BBP Genel Başkanı Mustafa
Destici, şu ifadeleri kullandı:
“Açık ve net söylemek istiyorum, Selahattin Demirtaş PKK’lıdır,
teröristtir. Terör örgütünün siyasi uzantısı olan partinin eş
başkanlığını, adaylığını ve sözde milletvekilliğini yapmıştır.
Kardeşi PKK’nın dağ kadrosundadır. Kardeşinden öte kendisi de daha
önce açıkça PKK’yı savunmuştur. PKK’nın bir terör örgütü değil
kendilerince farklı bir yapılanma olduğunu dile getirmiştir.
Kendisi mitinglerde açıkça devletin varlığına kast etmiştir.

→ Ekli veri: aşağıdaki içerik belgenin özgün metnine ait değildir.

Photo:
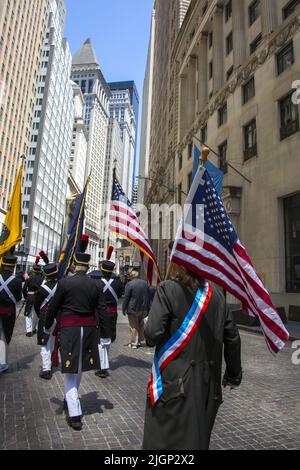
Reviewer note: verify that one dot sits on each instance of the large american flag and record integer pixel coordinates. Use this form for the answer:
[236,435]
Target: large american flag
[123,221]
[213,250]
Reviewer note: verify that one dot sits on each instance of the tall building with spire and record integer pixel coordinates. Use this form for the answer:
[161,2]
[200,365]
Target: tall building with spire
[23,28]
[45,185]
[87,74]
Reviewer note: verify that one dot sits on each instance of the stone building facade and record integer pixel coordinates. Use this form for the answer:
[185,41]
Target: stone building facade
[237,63]
[23,27]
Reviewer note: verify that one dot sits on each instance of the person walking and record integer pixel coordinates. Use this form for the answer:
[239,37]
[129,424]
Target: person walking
[77,301]
[30,289]
[190,327]
[136,305]
[10,295]
[41,303]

Devleti bölmekten ve ayrı bir devlet kurmaktan bahsetmiştir.
Terörist elebaşının heykelini dikmekten bahsetmiştir. Yetmemiştir
6-7 Ekim olaylarında kendi tabanını kışkırtarak 2’si polis 37 masum
insanın ölmesine neden olan katillerin azmettiricisidir. Bize göre
bir teröristtir. Terör örgütü mensubudur. Onun mektubunun bizim
için hiçbir kıymeti yoktur. Millet ittifakını oluşturan partiler ve
onların medyada sözcülüğünü yapan gazeteci, yorumcu, yazar takımı
bu mektuba büyük bir kıymet ve önem vermektedirler. Sanki Demirtaş
PKK terör örgütünün bir üyesi, partisinin bir eş başkanı değil de
barış elçisiymiş gibi birliği amaçlayan, devletin varlığını,
ülkenin bütünlüğünü, milletin istiklal ve istikbalini savunan
birisiymiş gibi yorum yapıyorlar. Onların da gerçek yüzleri ortaya
çıkıyor. Devletin varlığından, ülkenin bütünlüğünden, milletin
istiklal ve istikbalinden yana olan hiç kimseyi bu denli
savunmamışlardır. Bazı yayın kuruluşlarındaki yorumculara
bakıyoruz, hain terör örgütü PKK’nın üyesi olan, PKK’ya terör
örgütü demeyen birisini övüyorlar. Milletimizin bu gerçekleri
görerek 2023’te değerlendirmesini istiyorum.”
Demirtaş'ın mektubu
Terör soruşturmaları kapsamında cezaevinde tutuklu bulunan eski HDP
Eş Genel Başkanı Selahattin Demirtaş, eşi Başak Demirtaş ile yeni
bir mektup gönderdi. Mektubunu aydın, sanatçı, akademisyen ve
gazetecilere yazdığını söyleyen Demirtaş, harekete geçme çağrısında
bulundu.
6-8 Ekim olaylarının faili Demirtaş, mektubunda "Bizler Kürt siyasetçiler olarak sorunlarımızı diyalogla, müzakere yöntemiyle, barış içinde çözmek için gayret ediyoruz." ifadesini kullandı. Demirtaş hayalindeki Türkiye'nin çiçek bahçesi gibi olduğunu söyledi.